Perhaps. Does the OE "œ" look different to you - less like "o" + "e" and more like "c" + "e"?

Blacksad said:
Also, do you want to include the greek symbols?

No, not really.

This is actually a collection of symbols that might be used to name characters (among other things).
 

The letter ß has no upper-case version. It never appears at the beginning of a word. When writing whole words in caps, ß is usually replaced with ss.
 



OK, I stopped laughing.

You missed Latin Letter Small Ezh With Tail.

OK, I've started again.

Unicode Code Charts

Sorry, it's kind of like having someone come up to you and ask you to tell them the rules to D&D. :D

Short answer - the Unicode people have been working on it for 10 years and they're still finding new ones. The "Proposed New Characters" page is particularly a must-see.

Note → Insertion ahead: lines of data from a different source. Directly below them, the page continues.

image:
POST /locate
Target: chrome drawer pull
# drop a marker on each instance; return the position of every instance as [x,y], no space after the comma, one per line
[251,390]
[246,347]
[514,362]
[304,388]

If you're doing character generation or something, I think the easy way is to use the Unicode support in the operating system and let the system programmers deal with it.
 

tarchon said:
OK, I stopped laughing.

You missed Latin Letter Small Ezh With Tail.

OK, I've started again.

Unicode Code Charts

Sorry, it's kind of like having someone come up to you and ask you to tell them the rules to D&D. :D

Short answer - the Unicode people have been working on it for 10 years and they're still finding new ones. The "Proposed New Characters" page is particularly a must-see.

If you're doing character generation or something, I think the easy way is to use the Unicode support in the operating system and let the system programmers deal with it.

Here's the problem - I want to disallow non-letter characters. No "-", no "&", no "€". I'm willing to live with a far-from-complete character set, but can't live with even a single nonletter.
 

Hi Charles,

Just to chime in, in German the: ö ü ä and Ö Ä Ü are very important. Also of course ß... where would I be if I couldn't order a Maß of beer for example ;)

Hope this is what you were looking for.

-Will
 

CRGreathouse said:


Here's the problem - I want to disallow non-letter characters. No "-", no "&", no "€". I'm willing to live with a far-from-complete character set, but can't live with even a single nonletter.

Usually, there will be an isalpha() function that does this reasonably well. It depends on what APIs you have access to though. In VC++ 5, you'll probably want to use iswalpha(), which supports Unicode characters. They have others for MS's "multibyte characters," which I believe are for their own encoding systems. Java has isLetter(). Unfortunately, some implementations of these include things like dollar signs, but Unicode does have a classification system that will identify those. In Java you can use Character.getType() to examine the type and make your own filter.